Calls f once for every match found, passing the captured results in the format specified by output_method as an argument.

wrap_mode controls what happens when a capture consumes multiple sexps during a single match. It specifies whether to wrap them together as a single sexp list or return all the results separately.

For example: "(a %.*)" tries to unwrap exactly one set of parens, match an 'a', and then capture all the sexps that follow that 'a'. Here are the three behaviors.

`Unwrap_always: (a) -> (* *) (a b) -> Sexp.Atom b (* b *) (a b c) -> Sexp.Atom b; Sexp.Atom c (* b c *)

`Wrap_non_singletons: (a) -> Sexp.List [] (* () *) (a b) -> Sexp.Atom b (* b *) (a b c) -> Sexp.List [ Sexp.Atom b; Sexp.Atom c ] (* (b c) *)

`Wrap_always: (a) -> Sexp.List [] (* () *) (a b) -> Sexp.List [ Sexp.Atom b ] (* (b) *) (a b c) -> Sexp.List [ Sexp.Atom b; Sexp.Atom c ] (* (b c) *)

This wrapping (or not) occurs before packing the result into whatever format specified by output_method.

val replace : query:Query.t -> replace:string -> with_:Output_method.Format.t list -> wrap_mode:_ Output_method.Wrap_mode.t -> Core.Sexp.t -> Core.Sexp.t list

Match a query against a sexp. Then, for each successful match, perform a replacement where the subsexp or subsequence of sexps in the match corresponding to the replace label gets replaced according to with_ and wrap_mode.

The replacement is the result of substituting all of the captures of that match into the formats specified by with_. I.e. it replaces the sexp sequences of each capture of replace with what would be output by Output_method.Formats (wrap_mode, with_). In most common use cases, with_ will have length 1, but it is also okay for it to be length 0 (delete the labeled sexp) or of greater length (replace the labeled sexp(s) with multiple sexps).

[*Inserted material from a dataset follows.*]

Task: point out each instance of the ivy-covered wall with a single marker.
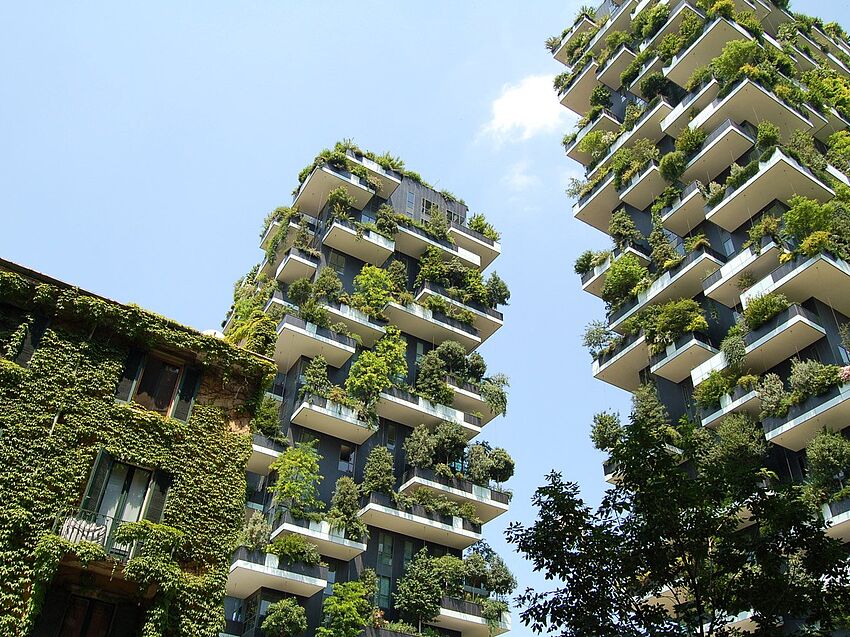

If replacements would happen at both a sexp and one of its subsexps, the replacement only occurs for the outer sexp. If two replacements would overlap at the same level (e.g. in "a b c" one replacement removes "a b" and another removes "b c"), an arbitrary one of them will happen and the other will not.

The return type is a list because if the *entire* sexp itself is the target being replaced, then the result of replacement will have length equal to with_ upon any successful match, for example returning an empty list if with_ specifies to delete the whole sexp upon a match.

val replace' : query:Query.t -> f:(Core.Sexp.t list Core.String.Map.t -> Core.Sexp.t list Core.String.Map.t) -> Core.Sexp.t -> Core.Sexp.t list

replace' is like replace except that instead of a simple replacement, one can specify a function to compute replacements.

f is passed a map from capture label to the sexp sequence captured by that label. f should return a map from capture label to the new sexp sequence that should be used as a replacement.

If no replacement is desired for a given label, f can omit that label entirely in the map it returns - that part of the original sexp will then remain unchanged.

If there are multiple matches and two different calls to f overlap in what subsexps they indicate should be replaced in the original underlying sexp, only the outermost and/or the first of those f's replacements happen.

Note that this means that there is a difference between f acting as the identity on a given label and f omitting returning that label entirely. In the first case, the identity replacement will happen, excluding any overlapping replacements, while the second will not exclude overlapping replacements.